I'm pointing out these issues because this is not what will be written in the Gospels. Why not ? I don't know. The evangelists were nowhere near me when this happened. And regardless of what people have said, they didn't know me. I'm not angry with them, but nothing is more irritating than those people who, under the pretext that they love you, claim that they know you inside out.
Thirst is a retelling of the final days of Jesus' life, told from a jail cell in which he is placed in the day between his trial and his execution. This day, as Jesus notes, doesn't exist--the Gospels present a whirlwind between the betrayal in the Garden of Gethsemane and the crucifixion--but as a literary conceit it works and is consistent with Nothomb's Jesus who is, let's be honest, a bit prickly.
The best part of the book is the seriousness with which it takes the incarnation, the actual embodiment of Jesus. The central image, that of desire, most clearly addressed in the literal thirst of the title but also illustrated by Jesus' desire for food (he's annoyed at how slowly John eats), physical intimacy (he's in a sexual relationship with Mary Magdalene, here styled as Madeline), touch (his favorite moment to reflect on from his perch in eternity is the Pieta), and companionship. There's an anti-gnostic flair to the best sections, aggressive pushback at the gnostic idea of the flesh as evil. Nothomb pushes it even further than most, claiming that God was deficient--indeed, that creation itself is deficient--because it is corporeal while God, having no body, is not.
The first half of the book, where Jesus talks about his miracles and ministry, I enjoyed a lot. Jesus didn't, he says, enjoy performing most of his miracles. Only the wedding at Cana was enjoyable, and after that, miracles were necessary but hard, painful. One is reminded, though Nothomb doesn't cite it, of Luke 8:46, when Jesus is touched by a sick woman and she is healed: "I felt power going out of me." Jesus, when healing here, draws on a power he calls "the husk", a strange name I couldn't quite suss out the reasoning behind. Perhaps this Jesus is a bit touchy because he feels, in a way most Jesuses do not, the loss of his power as it is used to heal others but not himself.
The second half, focusing on the crucifixion, was dicier. I tried very hard to put aside any theological irritation, but certain ideas were repeatedly so frequently that they began to grate, especially Jesus' repeated paeans to the love between he and Madeline. In Thirst, transcendence comes ultimately from this relationship, and it makes the story feel small. The Passion as a doomed romance was never going to be a winner for me--is there a single novel about Jesus that doesn't lean on Jary?

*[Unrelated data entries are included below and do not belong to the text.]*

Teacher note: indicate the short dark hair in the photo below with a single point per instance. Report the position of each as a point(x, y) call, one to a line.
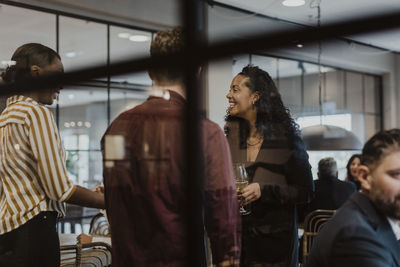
point(327, 167)
point(349, 175)
point(379, 146)
point(168, 42)
point(26, 56)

Finally, the book ended on a low note, with Jesus referencing "affirmative action" from the cross, stating that, contra the Gospels, he didn't ask God to forgive his killers, and, finally, achieving his great redemptive moment in the realization that the person who really needed forgiven was... himself. Yeah, after a monologue about how badly his sadistic Father has screwed things up, he realizes that he needs to let all his anger toward himself, for spending his life on others, go, and he dies.
There are good ideas, good writing, powerful themes, but ultimately, there's nothing transcendent in Thirst, for me. Jesus isn't someone you'd want to spend time with--and there's a good chance he wouldn't want to hang out with you either--and his life and death really accomplish nothing in particular. On Easter weekend, it just didn't hit right. Novels about Jesus don't need to be theologically rigorous, but I don't understand making Jesus the protagonist of your book if you've got nothing theological to say.